Brasilia delenda est
Resposta do teste 11: a
Teste 12: cicerone
a)   Paola Cicerona (1789-1850), dona da mais famosa pizzeria de Nápoles. Dotada de fino faro para negócios e de muito talento culinário, criou a famosa pizza napolitana (molho de tomate do tipo san manzano ou vesuviano, mussarela de búfala e manjericão fresco). Insistia em louvar as belezas de sua cidade natal, banhada pelo Mediterrâneo e ao lado do Vesúvio, cantando músicas típicas que encantavam seus fregueses, entre as quais O Sole Mio. Fazia questão de acompanhar pessoalmente grupos de turistas em excursões ao Monte Vesúvio. Desgraçadamente, morreu ao troppeçar e cair dentro da cratera.

b)   Nicolò Cicheroni (1413-1467), guia turistico da Torre de Pisa. Sabia tudo da famosa torre. E foi por isso que acabou perdendo o emprego. A cada degrau (são 296!), diante de cada sino (7), e em cada andar (8), Cicheroni parava e torrava a paciência dos turistas, enchendo-os de tanta informação que, antes do fim do passeio não sobrava ninguém. Triste e margurado, cometeu suicídio atirando-se do último andar. No local onde o corpo se espatifou, uma singela placa de mármore avisa: “Aqui morreu Nicolò Cicheroni”. Mas ninguém mais sabe quem ele foi.


c)   Marco Túlio Cícero (106–43 a.C.), advogado, senador e grande orador. Com sua retórica impecável, era capaz de dar nó em pingo d’água. São dele, entre muitos outros, os seguintes aforismas: “Quam desiderabilia prudentia sit vitandum.” “Ut sint vina senectae funus malos bonosque clears.” E o meu preferido: “Maxima ignorantia de morbo in hominibus.” O significado é tão claro que dispensa tradução.

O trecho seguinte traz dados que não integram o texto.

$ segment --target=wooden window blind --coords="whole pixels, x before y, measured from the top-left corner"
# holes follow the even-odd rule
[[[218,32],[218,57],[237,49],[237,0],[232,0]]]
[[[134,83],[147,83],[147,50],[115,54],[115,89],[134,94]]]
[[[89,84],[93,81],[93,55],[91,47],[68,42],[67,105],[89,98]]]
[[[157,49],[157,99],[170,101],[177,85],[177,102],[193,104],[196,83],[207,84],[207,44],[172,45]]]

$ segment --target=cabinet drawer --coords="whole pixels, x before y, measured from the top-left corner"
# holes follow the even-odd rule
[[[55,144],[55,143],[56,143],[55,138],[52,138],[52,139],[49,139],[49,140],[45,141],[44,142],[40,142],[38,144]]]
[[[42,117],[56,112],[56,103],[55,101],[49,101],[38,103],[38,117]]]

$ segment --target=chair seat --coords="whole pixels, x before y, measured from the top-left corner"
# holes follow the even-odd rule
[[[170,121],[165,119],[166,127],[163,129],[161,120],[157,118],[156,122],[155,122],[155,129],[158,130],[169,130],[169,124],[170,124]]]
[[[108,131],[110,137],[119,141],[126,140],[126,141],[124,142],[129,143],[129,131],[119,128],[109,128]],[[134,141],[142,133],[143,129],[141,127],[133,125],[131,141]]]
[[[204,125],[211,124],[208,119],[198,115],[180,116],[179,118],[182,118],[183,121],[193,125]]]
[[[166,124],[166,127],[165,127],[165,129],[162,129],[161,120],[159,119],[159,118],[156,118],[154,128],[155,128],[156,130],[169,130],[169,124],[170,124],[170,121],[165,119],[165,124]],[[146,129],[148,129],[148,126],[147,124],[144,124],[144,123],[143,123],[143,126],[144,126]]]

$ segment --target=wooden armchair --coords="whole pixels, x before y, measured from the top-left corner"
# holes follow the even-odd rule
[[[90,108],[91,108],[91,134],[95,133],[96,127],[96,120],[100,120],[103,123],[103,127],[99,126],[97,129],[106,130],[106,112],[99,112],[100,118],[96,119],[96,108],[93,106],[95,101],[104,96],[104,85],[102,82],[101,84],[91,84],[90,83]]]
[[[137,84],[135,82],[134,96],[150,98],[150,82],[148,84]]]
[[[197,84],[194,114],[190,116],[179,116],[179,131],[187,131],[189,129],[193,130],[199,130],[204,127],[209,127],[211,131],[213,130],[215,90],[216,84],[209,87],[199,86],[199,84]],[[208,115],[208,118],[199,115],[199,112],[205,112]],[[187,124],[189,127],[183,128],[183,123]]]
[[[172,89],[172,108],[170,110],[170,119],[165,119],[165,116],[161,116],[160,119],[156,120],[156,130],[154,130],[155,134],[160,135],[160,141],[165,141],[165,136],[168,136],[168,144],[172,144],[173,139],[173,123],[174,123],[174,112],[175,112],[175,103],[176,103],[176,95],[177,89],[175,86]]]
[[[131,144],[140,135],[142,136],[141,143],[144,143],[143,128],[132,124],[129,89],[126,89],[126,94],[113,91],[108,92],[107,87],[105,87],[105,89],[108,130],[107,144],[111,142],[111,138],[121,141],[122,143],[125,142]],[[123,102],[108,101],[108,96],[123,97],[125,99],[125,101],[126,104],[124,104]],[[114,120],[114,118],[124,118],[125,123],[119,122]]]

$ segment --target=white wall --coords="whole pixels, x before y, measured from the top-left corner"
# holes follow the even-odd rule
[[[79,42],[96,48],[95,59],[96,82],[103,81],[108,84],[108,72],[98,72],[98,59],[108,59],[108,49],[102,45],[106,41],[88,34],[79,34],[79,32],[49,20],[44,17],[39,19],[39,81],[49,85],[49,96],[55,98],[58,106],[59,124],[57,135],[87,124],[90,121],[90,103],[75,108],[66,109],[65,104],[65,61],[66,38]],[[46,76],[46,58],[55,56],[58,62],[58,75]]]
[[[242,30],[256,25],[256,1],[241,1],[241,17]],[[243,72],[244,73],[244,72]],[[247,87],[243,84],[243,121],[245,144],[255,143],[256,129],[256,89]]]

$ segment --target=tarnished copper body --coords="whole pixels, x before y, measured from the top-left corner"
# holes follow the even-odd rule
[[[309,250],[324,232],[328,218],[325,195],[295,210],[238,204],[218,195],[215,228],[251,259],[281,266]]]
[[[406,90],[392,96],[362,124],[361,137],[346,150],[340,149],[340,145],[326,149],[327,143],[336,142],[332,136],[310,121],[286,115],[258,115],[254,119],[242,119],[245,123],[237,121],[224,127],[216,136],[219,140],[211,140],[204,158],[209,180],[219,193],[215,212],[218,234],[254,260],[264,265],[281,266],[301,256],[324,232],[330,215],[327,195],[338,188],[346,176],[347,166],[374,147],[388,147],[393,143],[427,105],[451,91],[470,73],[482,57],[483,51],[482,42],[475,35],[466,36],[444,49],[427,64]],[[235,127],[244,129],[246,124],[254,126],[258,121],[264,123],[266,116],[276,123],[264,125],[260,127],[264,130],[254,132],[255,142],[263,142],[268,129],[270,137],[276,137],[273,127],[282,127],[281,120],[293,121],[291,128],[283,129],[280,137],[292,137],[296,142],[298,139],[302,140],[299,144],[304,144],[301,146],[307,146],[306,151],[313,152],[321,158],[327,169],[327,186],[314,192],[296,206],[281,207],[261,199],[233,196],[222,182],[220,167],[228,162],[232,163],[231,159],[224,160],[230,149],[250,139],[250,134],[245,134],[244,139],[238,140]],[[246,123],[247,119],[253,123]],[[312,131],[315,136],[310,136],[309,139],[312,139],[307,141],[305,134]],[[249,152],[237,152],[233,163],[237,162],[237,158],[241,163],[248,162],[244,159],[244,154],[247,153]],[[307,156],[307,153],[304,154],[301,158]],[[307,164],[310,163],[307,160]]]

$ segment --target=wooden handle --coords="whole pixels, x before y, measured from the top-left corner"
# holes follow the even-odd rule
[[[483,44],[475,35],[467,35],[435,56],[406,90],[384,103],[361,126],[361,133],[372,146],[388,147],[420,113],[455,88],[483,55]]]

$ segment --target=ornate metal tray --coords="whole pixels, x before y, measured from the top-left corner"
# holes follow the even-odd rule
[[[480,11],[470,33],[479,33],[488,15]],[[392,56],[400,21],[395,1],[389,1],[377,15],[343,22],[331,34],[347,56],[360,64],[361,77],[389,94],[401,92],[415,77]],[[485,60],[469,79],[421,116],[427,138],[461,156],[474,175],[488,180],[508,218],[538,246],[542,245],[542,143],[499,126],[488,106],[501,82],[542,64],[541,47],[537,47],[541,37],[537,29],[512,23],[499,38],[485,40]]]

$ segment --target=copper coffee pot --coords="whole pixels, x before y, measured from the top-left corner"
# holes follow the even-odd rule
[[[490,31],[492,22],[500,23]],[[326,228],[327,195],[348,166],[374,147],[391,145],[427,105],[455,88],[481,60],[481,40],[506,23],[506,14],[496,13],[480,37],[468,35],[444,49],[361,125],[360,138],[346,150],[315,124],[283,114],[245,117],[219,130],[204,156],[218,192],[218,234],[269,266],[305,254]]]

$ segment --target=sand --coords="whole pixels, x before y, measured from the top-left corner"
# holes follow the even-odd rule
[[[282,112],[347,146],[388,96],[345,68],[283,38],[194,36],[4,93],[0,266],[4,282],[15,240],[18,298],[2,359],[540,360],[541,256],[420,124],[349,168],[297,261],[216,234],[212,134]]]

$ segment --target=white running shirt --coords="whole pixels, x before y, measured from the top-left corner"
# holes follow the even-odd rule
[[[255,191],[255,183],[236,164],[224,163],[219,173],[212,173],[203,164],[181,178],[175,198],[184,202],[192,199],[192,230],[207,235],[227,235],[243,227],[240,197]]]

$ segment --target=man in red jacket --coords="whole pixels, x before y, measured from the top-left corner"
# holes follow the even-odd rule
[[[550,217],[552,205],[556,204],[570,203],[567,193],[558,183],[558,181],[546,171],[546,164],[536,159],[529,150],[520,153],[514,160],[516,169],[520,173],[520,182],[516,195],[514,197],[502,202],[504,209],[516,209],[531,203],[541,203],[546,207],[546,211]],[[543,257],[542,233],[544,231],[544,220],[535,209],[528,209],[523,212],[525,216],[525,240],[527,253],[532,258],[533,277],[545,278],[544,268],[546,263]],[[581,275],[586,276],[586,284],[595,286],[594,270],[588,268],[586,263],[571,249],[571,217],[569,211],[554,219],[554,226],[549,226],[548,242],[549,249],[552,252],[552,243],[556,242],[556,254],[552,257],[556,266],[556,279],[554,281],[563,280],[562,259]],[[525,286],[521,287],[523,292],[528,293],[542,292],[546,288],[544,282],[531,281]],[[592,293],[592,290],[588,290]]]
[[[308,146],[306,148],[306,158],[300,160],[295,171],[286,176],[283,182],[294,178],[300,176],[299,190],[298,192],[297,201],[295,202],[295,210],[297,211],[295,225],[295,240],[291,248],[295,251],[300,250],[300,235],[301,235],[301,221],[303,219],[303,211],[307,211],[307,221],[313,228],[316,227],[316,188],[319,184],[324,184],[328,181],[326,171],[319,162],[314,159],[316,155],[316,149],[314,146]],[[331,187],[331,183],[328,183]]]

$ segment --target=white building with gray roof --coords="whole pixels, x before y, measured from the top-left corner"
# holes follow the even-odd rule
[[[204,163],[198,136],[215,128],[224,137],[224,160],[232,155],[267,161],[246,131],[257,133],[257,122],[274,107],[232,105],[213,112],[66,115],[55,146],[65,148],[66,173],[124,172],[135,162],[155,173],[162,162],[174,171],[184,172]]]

Seu nome passou a ser sinônimo de guia turístico, porque ambos – tanto o advogado, como o guia - falam pelos cotovelos e não permitem ser interrompidos. Cícero morreu decapitado por ordem de Marco Antônio. “Fala muito,” este teria declarado ao decretar a sentença de morte. 

sexta-feira, 8 de dezembro de 2017

11. chauvinista

Quosque tandem, Temer, abutere patientia nostra?
Brasilia delenda est
Resposta do teste 10: c

Teste 11: chauvinista
a) Nicolas Chauvin, soldado francês que lutou ao lado de Napoleão, tendo sido condecorado pessoalmente pelo Imperador. Vaidoso, gostava de exibir suas medalhas (Cruz de Guerra, Medalha de São Luís e Ordem Nacional do Mérito), porém o que mais o enchia de orgulho eram suas cicatrizes – mais de 16! Nacionalista exacerbado, morreu sem jamais ter admitido a derrota do Exército Francês em Waterloo em 1815. Provavelmente um personagem fictício, tipo Pedro Malazarte.

b) Jean Pierre Chauvin, criador de porcos. Toda quarta-feira, Jean Pierre levava seus suínos até a feira de Camaret-sur-Mer, na Bretanha. Fazia tanto alarde a respeito  da superior qualidade de seus animais que passou a ser chamado de porco chauvinista. Provavelmente um personagem fictício, tipo Macunaíma.


c) René Chauvin, alfaiate. Sua clientela era constituída da mais alta burguesia do século XIX em Paris. Misógino declarado, odiava as mulheres, provavelmente por nunca ter conquistado nenhuma, mesmo frequentando os mesmos cabarés de Toulouse-Lautrec. Também, com aquele mau hálito...Em seu diário, foi encontrada a seguinte asneira: "As mulheres, por serem mais fracas, veem-se obrigadas a depender não da força, mas da astúcia; daí sua hipocrisia instintiva e sua eterna tendência à mentira.” Provavelmente um personagem fictício, tipo Dom Casmurro.